À l'inverse, quand on offre une affiche de Cognac à quelqu'un qui a grandi à Cognac, ou qui en est parti, ou qui y a passé tous ses étés chez ses grands-parents, il se passe autre chose. Quelque chose qu'on ne sait pas vraiment expliquer, mais qu'on a tous ressenti au moins une fois.
C'est de ce truc-là qu'on s'occupe.
Les villes qui méritent d'être célébrées
La France compte environ 35 000 communes. Si on demande à un éditeur de souvenirs combien d'entre elles sont « commercialement intéressantes », la réponse tourne autour d'une cinquantaine.
Cinquante.
Cela veut dire que 34 950 communes sont jugées trop petites, trop discrètes, trop peu touristiques pour mériter qu'on les illustre. C'est-à-dire : la quasi-totalité de la France, celle où les gens vivent vraiment, élèvent leurs enfants, vieillissent.
Le résultat, on le connaît : tout le monde a grandi quelque part, et presque personne n'a un objet qui célèbre ce quelque part. Ceux qui sont nés à Auch, à Limoges ou à Saint-Étienne savent bien que leur ville n'a pas droit à la même iconographie que Paris. Qu'elle reste, le plus souvent, dans l'ombre.
On a trouvé que c'était un peu dommage.
Notre parti-pris : commencer par les petites
Quand on a sorti notre tout premier catalogue, on aurait pu faire Paris en numéro un. La facilité était là, à portée de main.

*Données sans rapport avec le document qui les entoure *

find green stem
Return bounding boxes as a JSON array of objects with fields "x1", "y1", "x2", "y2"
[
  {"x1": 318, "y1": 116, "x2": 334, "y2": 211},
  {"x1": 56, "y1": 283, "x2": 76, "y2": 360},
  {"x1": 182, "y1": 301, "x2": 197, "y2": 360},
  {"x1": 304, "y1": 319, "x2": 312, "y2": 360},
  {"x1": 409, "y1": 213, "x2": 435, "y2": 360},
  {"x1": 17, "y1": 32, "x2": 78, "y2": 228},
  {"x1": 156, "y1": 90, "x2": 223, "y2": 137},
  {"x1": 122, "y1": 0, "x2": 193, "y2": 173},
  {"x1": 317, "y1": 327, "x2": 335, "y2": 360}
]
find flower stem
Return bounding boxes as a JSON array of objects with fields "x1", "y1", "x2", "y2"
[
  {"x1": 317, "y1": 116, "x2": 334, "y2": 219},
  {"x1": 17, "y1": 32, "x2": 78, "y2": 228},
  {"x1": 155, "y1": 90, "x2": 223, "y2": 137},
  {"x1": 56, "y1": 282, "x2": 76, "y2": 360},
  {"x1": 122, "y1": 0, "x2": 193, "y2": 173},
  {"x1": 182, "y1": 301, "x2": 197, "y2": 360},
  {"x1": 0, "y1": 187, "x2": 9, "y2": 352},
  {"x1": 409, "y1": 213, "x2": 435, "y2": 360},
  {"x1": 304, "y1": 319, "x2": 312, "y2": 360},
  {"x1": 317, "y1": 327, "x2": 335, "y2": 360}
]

Mais on a fait l'inverse : on a commencé par Cognac. Une ville de 19 000 habitants. Connue à l'étranger pour son alcool, ignorée à l'intérieur de nos frontières. Sauf, bien sûr, des Charentais.

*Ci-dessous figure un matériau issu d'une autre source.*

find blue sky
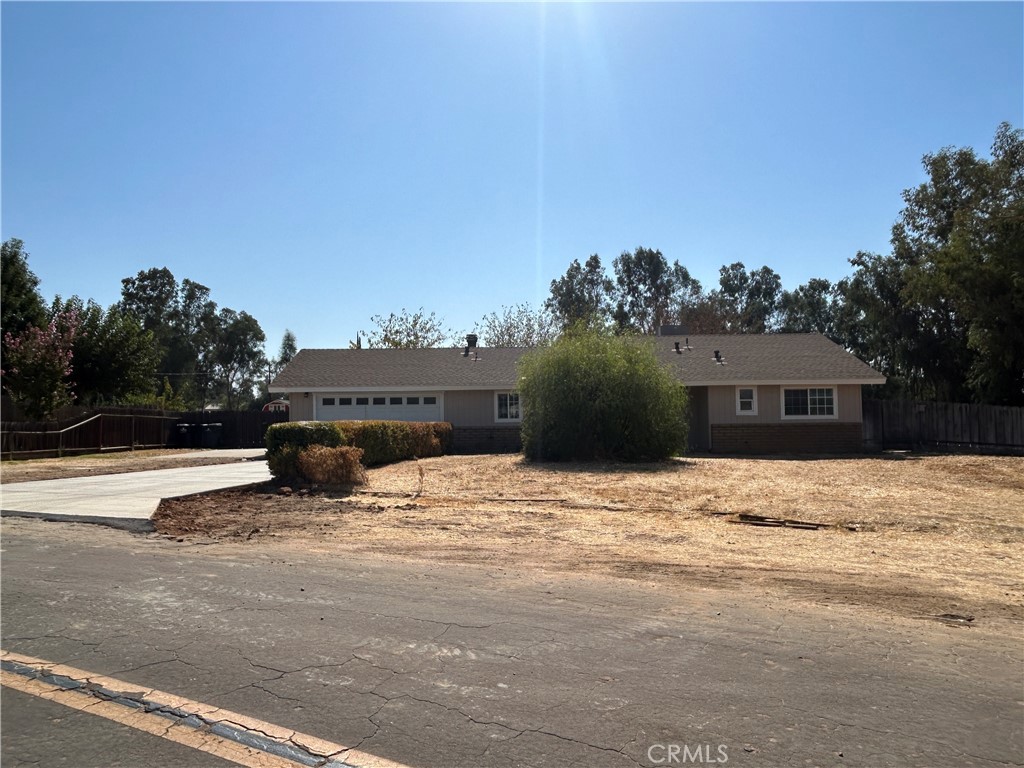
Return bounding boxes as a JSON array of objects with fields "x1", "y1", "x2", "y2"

Et là, on a vu un truc : les gens qui achetaient ces premières affiches n'étaient pas des touristes. C'étaient des Cognaçais. Des gens partis depuis dix ans à Bordeaux, à Paris, à Marseille, qui voulaient un bout de leur ville à eux. Des grands-parents qui souhaitaient offrir aux petits-enfants une trace de ce pays où l'on revenait l'été. Des expatriés qui rentraient en août et repartaient avec un mug dans la valise.
Aucun d'eux ne nous aurait acheté une tour Eiffel.

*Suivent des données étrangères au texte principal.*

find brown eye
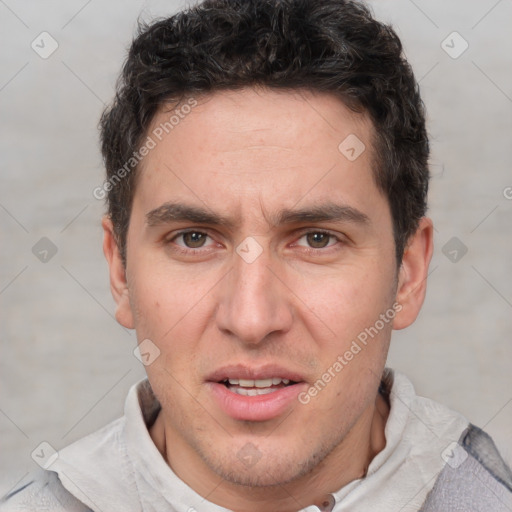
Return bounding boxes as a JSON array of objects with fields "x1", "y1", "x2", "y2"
[
  {"x1": 306, "y1": 232, "x2": 333, "y2": 249},
  {"x1": 180, "y1": 231, "x2": 208, "y2": 249}
]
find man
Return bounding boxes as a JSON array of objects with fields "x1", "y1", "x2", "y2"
[{"x1": 2, "y1": 0, "x2": 512, "y2": 512}]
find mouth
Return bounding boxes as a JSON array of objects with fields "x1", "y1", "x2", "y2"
[
  {"x1": 206, "y1": 365, "x2": 307, "y2": 421},
  {"x1": 220, "y1": 377, "x2": 297, "y2": 396}
]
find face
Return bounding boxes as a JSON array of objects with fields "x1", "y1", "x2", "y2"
[{"x1": 105, "y1": 89, "x2": 428, "y2": 496}]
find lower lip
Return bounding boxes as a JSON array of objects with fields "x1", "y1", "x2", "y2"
[{"x1": 208, "y1": 382, "x2": 307, "y2": 421}]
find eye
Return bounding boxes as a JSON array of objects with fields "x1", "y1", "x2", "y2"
[
  {"x1": 169, "y1": 230, "x2": 210, "y2": 249},
  {"x1": 297, "y1": 231, "x2": 339, "y2": 249}
]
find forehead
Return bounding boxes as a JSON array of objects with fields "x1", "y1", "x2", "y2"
[{"x1": 135, "y1": 89, "x2": 380, "y2": 226}]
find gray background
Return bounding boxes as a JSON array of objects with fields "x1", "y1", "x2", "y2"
[{"x1": 0, "y1": 0, "x2": 512, "y2": 495}]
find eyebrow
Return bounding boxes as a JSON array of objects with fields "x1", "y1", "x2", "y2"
[{"x1": 146, "y1": 202, "x2": 370, "y2": 229}]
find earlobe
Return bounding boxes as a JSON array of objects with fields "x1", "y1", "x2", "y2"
[
  {"x1": 101, "y1": 215, "x2": 135, "y2": 329},
  {"x1": 393, "y1": 217, "x2": 433, "y2": 330}
]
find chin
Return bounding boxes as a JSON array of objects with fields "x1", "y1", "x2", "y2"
[{"x1": 201, "y1": 442, "x2": 327, "y2": 488}]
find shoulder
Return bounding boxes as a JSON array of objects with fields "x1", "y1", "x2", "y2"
[
  {"x1": 421, "y1": 424, "x2": 512, "y2": 512},
  {"x1": 0, "y1": 470, "x2": 92, "y2": 512}
]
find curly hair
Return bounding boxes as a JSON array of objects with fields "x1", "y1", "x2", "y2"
[{"x1": 100, "y1": 0, "x2": 429, "y2": 266}]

C'est là qu'on a compris : il n'y a pas un marché des souvenirs, mais bien deux. Le marché du touriste, qui veut un objet vaguement reconnaissable de la ville qu'il visite. Et le marché de celui qui revient (ou qui voudrait revenir), qui cherche un objet fidèle, sincère, de la ville qui l'a fait grandir.
Le premier marché est saturé. Le second est presque vide.
Aujourd'hui : +400 communes, et on continue
On a plus de 400 communes au catalogue, à ce jour. Des grandes (oui, on les a aussi, finalement). Des moyennes. Et beaucoup, beaucoup de petites.
À chaque fois qu'on en ajoute une, on reçoit deux types de messages :
« Enfin une affiche de ma ville ! Ça faisait des années que je la cherchais. »
« Vous pouvez ajouter [la mienne] ? »
Le premier nous dit qu'on fait quelque chose de juste. Le second nous dit qu'il en reste, encore, beaucoup à faire.
On continue dans cet ordre-là : pas en commençant par celles qu'on attend, mais par celles qui n'attendent personne.
Et Paris dans tout ça ?
On l'a aussi. Évidemment.
Mais on a tenu, dès le départ, à ne pas l'avoir en premier. Parce que ce n'est pas la philosophie qui nous intéresse : celle où l'on suit docilement le marché, où l'on imprime ce que les gens achètent déjà, où l'on raconte la France des cartes postales.
La France des cartes postales, elle est bien représentée. C'est l'autre qu'on essaie, à notre échelle, de remettre un peu en lumière.